Then Prior came in, and Hyland greeted him cordially, for they had been great friends; in fact the magistrate’s clerk was one of the very few in the neighbourhood with whom he would exchange much more than a word, for the reasons given above. Now he gave him his experiences at Ndabakosi’s kraal, and subsequently.
“If I’d got off that horse I should have been a dead man,” he concluded. “So I should be if I hadn’t got my shirt out, and quilted that poor lame old crock rather sinfully. Well, you see – you can trust none of these chaps after all. If there’s one nigger in all Natal I should have sworn was straight it’s old Ndabakosi.”
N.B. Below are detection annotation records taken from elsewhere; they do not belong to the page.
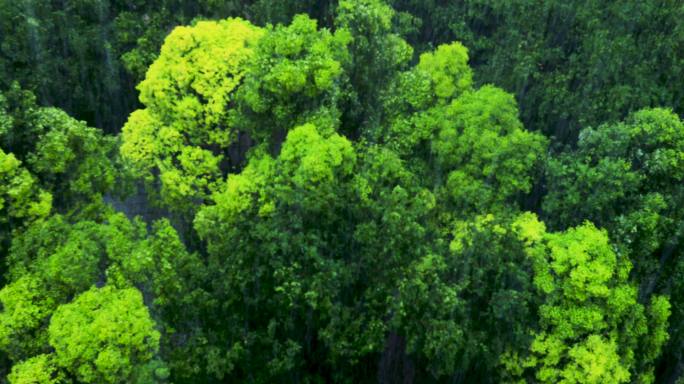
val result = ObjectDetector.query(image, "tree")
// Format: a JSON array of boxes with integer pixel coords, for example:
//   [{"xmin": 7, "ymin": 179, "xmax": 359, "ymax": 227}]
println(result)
[
  {"xmin": 504, "ymin": 214, "xmax": 670, "ymax": 383},
  {"xmin": 121, "ymin": 19, "xmax": 263, "ymax": 211},
  {"xmin": 48, "ymin": 286, "xmax": 159, "ymax": 383},
  {"xmin": 0, "ymin": 84, "xmax": 117, "ymax": 212},
  {"xmin": 544, "ymin": 109, "xmax": 684, "ymax": 380}
]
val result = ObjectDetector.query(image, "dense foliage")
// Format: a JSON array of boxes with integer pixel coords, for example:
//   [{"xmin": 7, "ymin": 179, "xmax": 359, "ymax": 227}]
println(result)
[{"xmin": 0, "ymin": 0, "xmax": 684, "ymax": 384}]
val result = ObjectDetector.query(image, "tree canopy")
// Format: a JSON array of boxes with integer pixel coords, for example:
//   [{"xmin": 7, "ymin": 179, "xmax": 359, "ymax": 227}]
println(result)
[{"xmin": 0, "ymin": 0, "xmax": 684, "ymax": 384}]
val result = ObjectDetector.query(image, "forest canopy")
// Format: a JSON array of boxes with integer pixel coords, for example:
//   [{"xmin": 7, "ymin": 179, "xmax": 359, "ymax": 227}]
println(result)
[{"xmin": 0, "ymin": 0, "xmax": 684, "ymax": 384}]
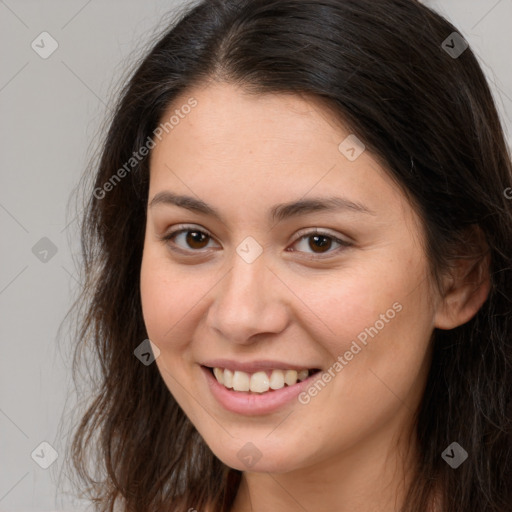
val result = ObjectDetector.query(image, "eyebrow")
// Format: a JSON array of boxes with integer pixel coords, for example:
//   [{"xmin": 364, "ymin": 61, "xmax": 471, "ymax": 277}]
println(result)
[{"xmin": 149, "ymin": 190, "xmax": 377, "ymax": 224}]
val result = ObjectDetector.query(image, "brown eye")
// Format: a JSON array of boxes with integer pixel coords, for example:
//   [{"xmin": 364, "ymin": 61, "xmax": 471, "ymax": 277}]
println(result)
[
  {"xmin": 161, "ymin": 228, "xmax": 216, "ymax": 252},
  {"xmin": 292, "ymin": 231, "xmax": 352, "ymax": 259}
]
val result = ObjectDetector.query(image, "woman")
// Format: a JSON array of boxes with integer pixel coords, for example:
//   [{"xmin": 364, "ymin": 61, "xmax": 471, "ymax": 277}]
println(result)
[{"xmin": 63, "ymin": 0, "xmax": 512, "ymax": 512}]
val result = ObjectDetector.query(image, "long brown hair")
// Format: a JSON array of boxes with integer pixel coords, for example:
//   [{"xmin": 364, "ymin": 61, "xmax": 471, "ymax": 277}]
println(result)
[{"xmin": 61, "ymin": 0, "xmax": 512, "ymax": 512}]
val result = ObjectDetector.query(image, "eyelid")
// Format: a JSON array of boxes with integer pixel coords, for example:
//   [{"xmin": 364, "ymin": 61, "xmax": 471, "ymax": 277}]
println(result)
[{"xmin": 158, "ymin": 224, "xmax": 354, "ymax": 260}]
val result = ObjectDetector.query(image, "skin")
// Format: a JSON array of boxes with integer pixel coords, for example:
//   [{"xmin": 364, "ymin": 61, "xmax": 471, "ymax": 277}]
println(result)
[{"xmin": 140, "ymin": 83, "xmax": 488, "ymax": 512}]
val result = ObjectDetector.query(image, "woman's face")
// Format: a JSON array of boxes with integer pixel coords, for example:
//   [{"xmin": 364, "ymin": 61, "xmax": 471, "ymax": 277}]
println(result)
[{"xmin": 141, "ymin": 84, "xmax": 438, "ymax": 472}]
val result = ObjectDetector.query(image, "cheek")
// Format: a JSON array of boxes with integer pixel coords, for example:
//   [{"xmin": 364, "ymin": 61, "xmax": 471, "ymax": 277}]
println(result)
[{"xmin": 140, "ymin": 246, "xmax": 190, "ymax": 349}]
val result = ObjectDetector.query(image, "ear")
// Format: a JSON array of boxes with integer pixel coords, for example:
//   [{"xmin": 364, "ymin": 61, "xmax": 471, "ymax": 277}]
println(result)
[{"xmin": 434, "ymin": 228, "xmax": 491, "ymax": 329}]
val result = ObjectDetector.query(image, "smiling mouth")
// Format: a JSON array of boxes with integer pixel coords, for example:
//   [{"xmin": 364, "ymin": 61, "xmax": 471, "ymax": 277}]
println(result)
[{"xmin": 205, "ymin": 367, "xmax": 320, "ymax": 394}]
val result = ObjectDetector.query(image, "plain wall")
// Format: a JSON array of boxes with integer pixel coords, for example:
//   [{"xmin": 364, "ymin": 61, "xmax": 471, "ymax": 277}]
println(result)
[{"xmin": 0, "ymin": 0, "xmax": 512, "ymax": 512}]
So they talked on. Prior, by reason of his official position, and as the deputy of his absent chief, found himself in a sort of post of command – the detachment of Mounted Police, too, being under his orders, and it looked as if Hyland Thornhill by reason of a masterful force of will was going to share it with him, in the active line at any rate, if they came to blows with the rebels. Than this Prior asked nothing better and said so with unfeigned satisfaction.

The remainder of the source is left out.